While it might be easy to get lost in the bright lights, big budgets and Hollywood names, the Pissios brothers prefer to measure their success by the lives they touch. It’s a lesson in priorities they learned from their uncle, who died in 2013.

“Nick really taught us about ethics and being a good person and helping people,” Alex said.

In return for those valuable lessons, the Pissios family has honored Mirkopoulos with the creation of the CineCares Foundation, which provides outreach to people in underserved communities who need help paying to go to college.

 

More recently, the brothers endowed a new scholarship through the NEIU Foundation. The Nick Mirkopoulos Scholarship is intended for African-American mothers, and it’s a point of pride for the brothers to give others the opportunity for the kind of success they achieved after earning their degrees from Northeastern.

“A lot of times you hear about somebody who graduated from Northwestern or Harvard and they’re doing these big developments and they’re so successful,” Alex said. “Well, a couple Northeastern kids generated $3 billion for the state and 7,500 jobs. That’s important to me. It makes us proud, and we’re proud that we went to Northeastern.”

Both brothers emphasized the value of graduating from the most diverse university in the Midwest.

“The best part of Northeastern is that it is a melting pot,” Nick said. “Going to school, there were all kinds of different people, all kinds of different races. That has come to help me succeed here and us as a family. In this business, you’re dealing with so many different people, so many different ethnicities, so many different cultures. Northeastern was that, and we’re living it every day.”

When Cinespace expanded into Chicago, the family chose an abandoned steel plant in the economically depressed neighborhood of North Lawndale. “It’s an area that really needed an injection of growth,” Alex said.

Mission accomplished on that front, according to Alderman Jason Ervin, whose ward includes the Cinespace property. “They’ve put that industrial space back to great use,” Ervin said. “It has generated additional opportunities for residents and the neighborhood.”

That’s exactly what Mirkopoulos would have wanted to hear.

“We’re most proud of the way we’ve embraced the community like a family,” Alex said. “Those were marching orders from my Uncle Nick. He said you can’t come into a neighborhood and start expanding without bringing in the neighbors and bringing in the families, and that’s what we’ve done.”

As the company continues to grow, the Pissios brothers continue to think big. Cinespace has rented space to Lagunitas Brewing Company, which gave 400,000 tours in 2016. DePaul University’s School of Cinematic Arts and independent production incubator Stage 18 also are tenants.

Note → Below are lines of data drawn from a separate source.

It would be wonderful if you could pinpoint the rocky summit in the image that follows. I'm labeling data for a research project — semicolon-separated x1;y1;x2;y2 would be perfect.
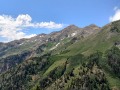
0;20;120;90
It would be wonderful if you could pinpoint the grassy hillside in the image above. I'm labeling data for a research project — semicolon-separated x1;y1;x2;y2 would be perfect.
0;21;120;90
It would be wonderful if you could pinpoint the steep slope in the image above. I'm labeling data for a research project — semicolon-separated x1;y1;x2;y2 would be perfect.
0;25;99;72
0;21;120;90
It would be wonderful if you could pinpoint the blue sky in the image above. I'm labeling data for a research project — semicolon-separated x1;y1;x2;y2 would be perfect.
0;0;120;41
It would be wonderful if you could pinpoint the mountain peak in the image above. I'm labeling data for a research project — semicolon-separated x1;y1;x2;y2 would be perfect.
62;24;80;31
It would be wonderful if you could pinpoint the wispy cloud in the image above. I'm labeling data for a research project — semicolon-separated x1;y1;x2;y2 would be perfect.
0;14;63;41
109;7;120;22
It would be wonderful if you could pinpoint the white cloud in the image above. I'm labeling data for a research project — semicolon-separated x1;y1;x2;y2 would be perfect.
0;14;63;41
109;7;120;22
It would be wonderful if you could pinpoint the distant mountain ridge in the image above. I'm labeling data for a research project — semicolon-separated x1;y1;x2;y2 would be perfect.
0;20;120;90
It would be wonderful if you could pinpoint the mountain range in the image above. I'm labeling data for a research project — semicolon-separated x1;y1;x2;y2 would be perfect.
0;20;120;90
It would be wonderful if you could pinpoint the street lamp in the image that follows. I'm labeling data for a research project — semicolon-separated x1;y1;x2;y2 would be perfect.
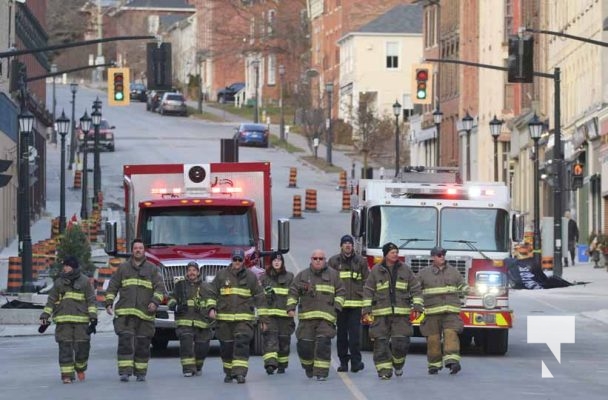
462;111;473;181
80;110;91;219
91;97;101;206
56;110;70;234
528;114;540;266
68;82;78;171
490;115;503;182
433;105;443;167
393;100;401;177
251;59;260;124
279;64;285;142
18;111;34;292
325;82;334;165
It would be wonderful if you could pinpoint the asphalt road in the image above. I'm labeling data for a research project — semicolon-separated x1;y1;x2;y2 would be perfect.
0;85;608;400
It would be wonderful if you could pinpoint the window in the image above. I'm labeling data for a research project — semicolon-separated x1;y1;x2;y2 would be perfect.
386;42;399;69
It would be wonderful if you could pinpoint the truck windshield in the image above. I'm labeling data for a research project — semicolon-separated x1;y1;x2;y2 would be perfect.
140;206;255;247
440;207;509;252
367;206;437;250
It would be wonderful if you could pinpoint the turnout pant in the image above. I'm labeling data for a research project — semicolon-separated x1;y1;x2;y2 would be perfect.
369;315;414;376
296;319;336;377
420;313;463;369
337;307;361;365
215;321;253;376
175;326;211;373
262;317;295;368
55;323;91;379
114;315;154;376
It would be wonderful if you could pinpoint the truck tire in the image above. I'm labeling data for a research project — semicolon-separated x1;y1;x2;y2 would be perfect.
483;329;509;356
249;323;264;356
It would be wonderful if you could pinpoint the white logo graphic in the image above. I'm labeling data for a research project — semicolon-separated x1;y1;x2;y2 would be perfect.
528;316;574;378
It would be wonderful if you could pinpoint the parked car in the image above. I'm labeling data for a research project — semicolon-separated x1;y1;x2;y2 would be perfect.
234;123;270;147
130;83;147;102
77;119;116;151
158;92;188;116
217;82;245;104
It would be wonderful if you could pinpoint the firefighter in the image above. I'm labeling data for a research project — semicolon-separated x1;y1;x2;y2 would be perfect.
40;256;97;383
418;247;468;375
362;242;422;380
168;261;211;377
207;249;265;383
327;235;369;372
287;250;346;381
258;251;295;375
106;239;165;382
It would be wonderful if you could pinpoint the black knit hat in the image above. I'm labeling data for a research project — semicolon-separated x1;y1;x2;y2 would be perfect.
382;242;399;257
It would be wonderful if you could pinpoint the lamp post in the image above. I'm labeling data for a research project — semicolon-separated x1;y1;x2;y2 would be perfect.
490;115;502;182
279;64;285;142
251;59;260;124
393;100;401;177
57;110;70;234
528;114;540;266
91;97;101;206
433;104;443;167
325;82;334;165
68;82;78;170
18;109;34;292
80;110;91;219
462;111;473;181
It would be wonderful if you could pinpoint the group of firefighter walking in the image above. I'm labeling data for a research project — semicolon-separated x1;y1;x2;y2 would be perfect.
40;235;467;383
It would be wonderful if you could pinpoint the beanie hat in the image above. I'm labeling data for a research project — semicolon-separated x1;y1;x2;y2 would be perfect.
340;235;355;246
382;242;399;257
63;256;80;269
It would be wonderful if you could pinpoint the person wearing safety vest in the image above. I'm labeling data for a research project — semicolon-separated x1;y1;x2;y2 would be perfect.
258;251;296;375
167;261;211;377
207;249;266;383
418;247;468;375
327;235;369;372
362;242;422;380
106;239;165;382
287;249;346;381
39;256;97;383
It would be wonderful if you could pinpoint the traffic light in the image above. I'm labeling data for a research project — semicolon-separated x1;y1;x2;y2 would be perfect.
412;64;433;104
507;35;534;83
571;162;585;190
108;68;131;106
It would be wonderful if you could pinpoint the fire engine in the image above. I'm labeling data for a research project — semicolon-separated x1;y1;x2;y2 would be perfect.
351;167;524;355
106;162;289;354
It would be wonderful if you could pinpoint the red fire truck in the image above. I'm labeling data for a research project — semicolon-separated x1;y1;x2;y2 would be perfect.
352;167;523;355
106;162;289;354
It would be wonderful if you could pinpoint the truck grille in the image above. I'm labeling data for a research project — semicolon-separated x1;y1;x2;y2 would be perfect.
407;257;469;282
161;263;227;293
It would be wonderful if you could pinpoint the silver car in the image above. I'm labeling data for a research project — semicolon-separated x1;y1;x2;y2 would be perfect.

Dudley likens the development in North Lawndale to the effect Oprah Winfrey had decades ago on another Chicago neighborhood when she moved her studio into the West Loop.

“The growth that I’ve seen in the last two years—particularly in their commitment to education and the opportunity that they have with DePaul University and watching the development of the incubator, Stage 18—that is tremendous,” Dudley said.

What’s next? There are plans to fence off part of the Cinespace property to create a back lot that turns the streets into miniature versions of Chinatown, New York City and London.

Yet even that ambitious plan is not enough for the Pissios brothers, who admit they rarely take time to reflect on their success.

“We’re at year five but this is where we thought we’d be at year 10, so we’re about five years ahead of schedule,” Alex said. “I’m still looking forward to what’s the next thing we’re going to do.”